President George H.W. Bush bristled in subsequent comments from the Rose Garden at the White House.

"I'm not going to participate in the blame game," a testy Bush said.

But Hale's plea got help moving. Seemingly in an instant, huge military cargo planes began descending on Miami-Dade, disgorging trucks, tons of supplies and troops. They fanned out in huge numbers across the South end, feeding the masses in field kitchens, providing security and erecting tent cities to house thousands who had been left homeless and on their own against the heat and the elements for more than a week. Men, women and children filled the tent cities where they were fed and had a place to get out of the rain.

The tent city residents would eventually move into FEMA trailers, where some would remain for years.

Andrew killed 44 people, 19 directly, and the remainder in post-storm related accidents. Firefighter John Byers was killed when a falling limb crushed his skull as he searched for victims.

Andrew left 165,000 homes destroyed or heavily damaged.

The losses, including the cost of cleanup, approached $30 billion.

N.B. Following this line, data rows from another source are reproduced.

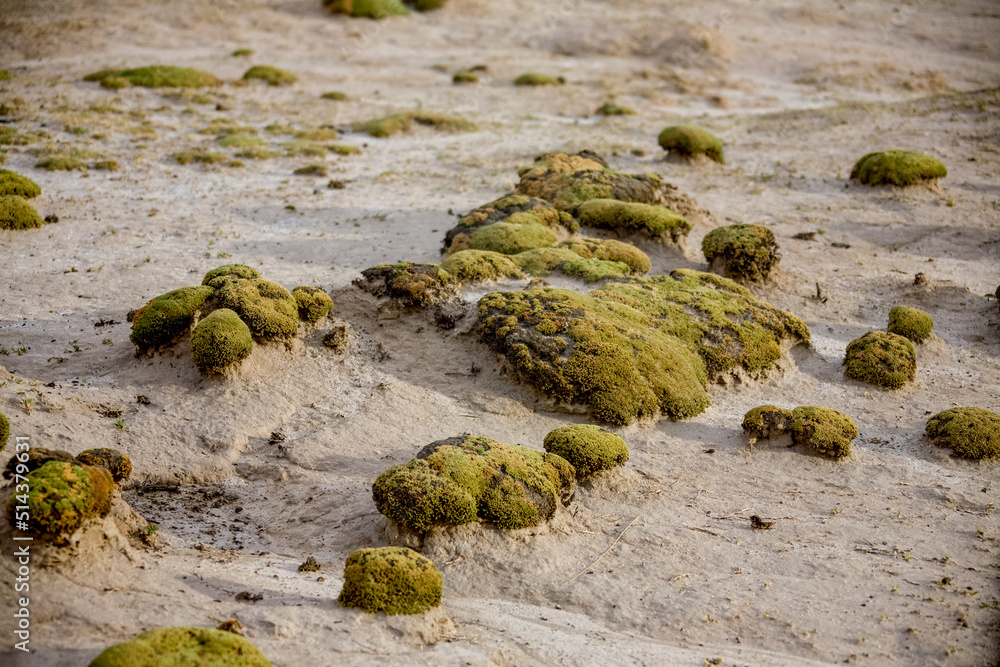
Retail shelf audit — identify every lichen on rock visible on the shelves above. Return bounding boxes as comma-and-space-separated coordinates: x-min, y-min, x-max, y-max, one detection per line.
843, 331, 916, 389
338, 547, 442, 615
354, 262, 456, 307
88, 627, 271, 667
925, 407, 1000, 460
542, 425, 629, 478
702, 223, 780, 283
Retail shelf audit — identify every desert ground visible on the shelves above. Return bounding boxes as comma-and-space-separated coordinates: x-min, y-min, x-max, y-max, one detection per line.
0, 0, 999, 665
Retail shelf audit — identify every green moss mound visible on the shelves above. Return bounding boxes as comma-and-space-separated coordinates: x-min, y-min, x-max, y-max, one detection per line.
0, 195, 43, 230
354, 262, 456, 308
324, 0, 411, 18
576, 199, 691, 244
34, 157, 87, 171
843, 331, 916, 390
8, 461, 113, 540
409, 0, 447, 10
202, 263, 261, 288
657, 125, 724, 163
789, 406, 857, 459
218, 133, 263, 149
702, 224, 780, 283
469, 222, 558, 255
560, 257, 632, 283
216, 278, 299, 339
351, 111, 475, 137
741, 405, 793, 443
88, 626, 271, 667
173, 149, 229, 165
596, 103, 636, 116
542, 425, 629, 478
84, 66, 221, 88
0, 411, 8, 451
557, 238, 651, 274
850, 150, 947, 186
338, 547, 442, 615
76, 448, 132, 483
478, 269, 809, 426
453, 70, 478, 84
129, 286, 215, 352
441, 250, 525, 283
513, 247, 586, 277
887, 306, 933, 343
514, 73, 564, 86
373, 434, 575, 532
925, 407, 1000, 460
3, 448, 75, 481
231, 48, 254, 57
321, 91, 349, 101
192, 309, 254, 374
242, 65, 297, 86
0, 169, 41, 198
292, 286, 333, 322
444, 195, 573, 255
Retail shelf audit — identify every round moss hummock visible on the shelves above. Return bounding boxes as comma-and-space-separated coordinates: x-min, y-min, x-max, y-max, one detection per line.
595, 103, 636, 116
925, 407, 1000, 460
88, 626, 271, 667
514, 72, 564, 86
84, 66, 221, 88
576, 199, 691, 244
8, 461, 114, 540
216, 278, 299, 339
338, 547, 443, 615
129, 286, 216, 352
0, 195, 44, 230
468, 221, 558, 255
76, 448, 132, 483
441, 250, 525, 283
850, 150, 947, 186
702, 224, 780, 283
558, 238, 651, 275
0, 169, 41, 198
789, 406, 857, 459
242, 65, 297, 86
543, 425, 629, 478
657, 125, 724, 163
291, 286, 333, 322
741, 405, 793, 443
843, 331, 916, 389
887, 306, 933, 343
191, 309, 254, 374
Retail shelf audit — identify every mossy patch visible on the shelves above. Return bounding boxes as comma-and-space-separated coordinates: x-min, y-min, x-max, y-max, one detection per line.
789, 406, 857, 459
7, 461, 113, 541
338, 547, 442, 615
373, 434, 575, 532
443, 195, 573, 255
354, 262, 456, 308
453, 70, 479, 84
75, 448, 132, 483
84, 66, 221, 88
34, 157, 87, 171
0, 411, 8, 451
242, 65, 297, 86
231, 48, 254, 57
557, 238, 651, 274
478, 269, 809, 426
657, 125, 724, 163
293, 164, 328, 177
925, 407, 1000, 460
321, 91, 349, 101
88, 627, 271, 667
331, 144, 361, 155
294, 128, 341, 141
702, 224, 780, 283
202, 263, 261, 288
469, 222, 558, 255
741, 405, 793, 444
409, 0, 447, 10
887, 305, 933, 343
514, 73, 565, 86
173, 149, 229, 165
0, 195, 44, 230
0, 169, 41, 198
351, 112, 476, 137
129, 286, 215, 352
218, 133, 264, 149
3, 448, 76, 480
596, 103, 636, 116
542, 425, 629, 478
235, 147, 280, 160
577, 199, 691, 244
325, 0, 411, 18
216, 278, 299, 339
441, 250, 525, 283
292, 286, 333, 322
192, 309, 254, 374
843, 331, 916, 389
850, 150, 947, 186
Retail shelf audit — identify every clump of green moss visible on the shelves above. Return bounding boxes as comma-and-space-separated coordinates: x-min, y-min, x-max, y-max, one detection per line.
478, 269, 809, 426
702, 224, 780, 283
232, 48, 254, 57
596, 103, 636, 116
7, 461, 113, 541
741, 405, 793, 444
354, 262, 456, 308
236, 147, 280, 160
218, 133, 264, 149
508, 246, 633, 283
338, 547, 442, 615
0, 195, 43, 230
292, 286, 333, 322
843, 331, 916, 389
324, 0, 411, 18
192, 309, 254, 374
93, 160, 120, 172
441, 250, 525, 283
351, 111, 476, 137
0, 169, 40, 198
89, 627, 271, 667
0, 70, 9, 81
577, 199, 691, 244
373, 434, 575, 532
0, 410, 8, 451
557, 238, 651, 274
3, 448, 75, 480
129, 286, 215, 352
293, 164, 328, 176
789, 406, 857, 459
514, 73, 565, 86
203, 263, 261, 288
469, 222, 558, 255
282, 140, 329, 158
199, 120, 257, 136
331, 144, 361, 155
443, 195, 574, 255
84, 66, 221, 88
295, 128, 341, 141
216, 278, 299, 339
242, 65, 297, 86
321, 91, 349, 101
172, 149, 229, 165
542, 425, 629, 478
560, 257, 633, 283
75, 448, 132, 484
408, 0, 447, 10
926, 407, 1000, 460
657, 125, 724, 163
887, 306, 933, 343
453, 70, 478, 84
850, 150, 947, 186
34, 156, 87, 171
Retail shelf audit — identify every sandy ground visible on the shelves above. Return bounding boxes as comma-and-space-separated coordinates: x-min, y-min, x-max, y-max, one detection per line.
0, 0, 999, 665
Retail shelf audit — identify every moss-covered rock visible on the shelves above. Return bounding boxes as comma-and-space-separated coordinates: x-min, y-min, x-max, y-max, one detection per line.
0, 410, 7, 451
338, 547, 442, 615
354, 262, 456, 308
925, 407, 1000, 460
850, 150, 947, 186
702, 224, 780, 283
75, 448, 131, 484
3, 448, 76, 480
542, 425, 629, 478
84, 66, 221, 88
8, 461, 114, 541
351, 112, 475, 137
129, 286, 215, 352
216, 278, 299, 339
202, 263, 261, 288
887, 306, 933, 343
292, 286, 333, 322
595, 103, 636, 116
557, 238, 651, 275
741, 405, 793, 444
0, 169, 41, 198
88, 627, 271, 667
192, 309, 254, 374
514, 73, 565, 86
0, 195, 43, 230
469, 222, 558, 255
576, 199, 691, 244
443, 195, 574, 255
440, 250, 525, 283
657, 125, 724, 163
789, 406, 857, 459
242, 65, 297, 86
373, 434, 575, 532
843, 331, 916, 389
478, 269, 809, 426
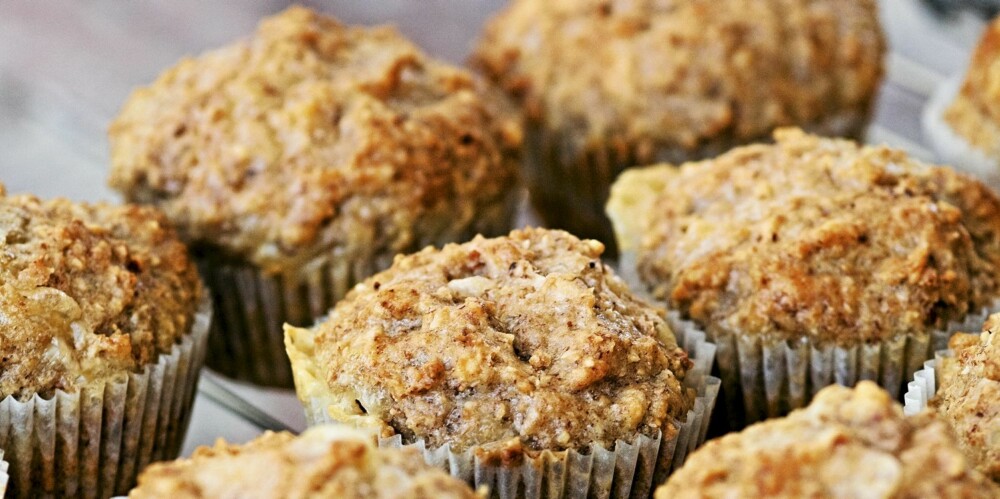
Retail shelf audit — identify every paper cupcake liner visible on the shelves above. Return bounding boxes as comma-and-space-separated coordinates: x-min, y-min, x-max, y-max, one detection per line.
902, 349, 953, 417
289, 320, 719, 498
921, 76, 1000, 188
1, 449, 8, 498
0, 296, 212, 499
525, 111, 870, 250
199, 191, 519, 388
666, 299, 997, 426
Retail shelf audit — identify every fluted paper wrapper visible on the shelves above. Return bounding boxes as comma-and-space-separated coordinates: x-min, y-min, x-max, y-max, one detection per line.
525, 112, 869, 249
199, 193, 518, 388
0, 297, 211, 499
622, 249, 996, 424
1, 450, 8, 498
289, 320, 719, 498
902, 350, 953, 417
922, 76, 1000, 189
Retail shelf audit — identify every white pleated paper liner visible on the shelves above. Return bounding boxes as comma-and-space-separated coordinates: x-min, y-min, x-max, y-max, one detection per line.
0, 295, 212, 499
921, 76, 1000, 188
1, 449, 8, 498
620, 250, 997, 426
198, 191, 519, 389
903, 350, 951, 417
287, 321, 719, 499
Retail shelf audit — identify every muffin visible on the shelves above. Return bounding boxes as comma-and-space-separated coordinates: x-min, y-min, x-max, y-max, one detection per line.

A quarter of a million tons of debris was removed from the hurricane zone.

CBS4 reporter Gary Nelson's father-in-law, Jim White, came down from Jacksonville the day after Andrew struck, to help Gary's family patch up and clean up their home in Palmetto Bay. Cement roof tiles had gone through their shutters like mortar shells, most of their windows were broken, ceilings fell in, and a hundred foot tall oak tree in the back yard resembled a stick figure.

Jim brought his camcorder with him. Training it down the our storm ravaged Palmetto Bay street, he remarked, "It's the damndest thing I ever saw." It was the damndest thing anybody ever saw.

South Floridians could not imagine a day so painful 20 years ago, and could not imagine how many hard days and years would lie ahead.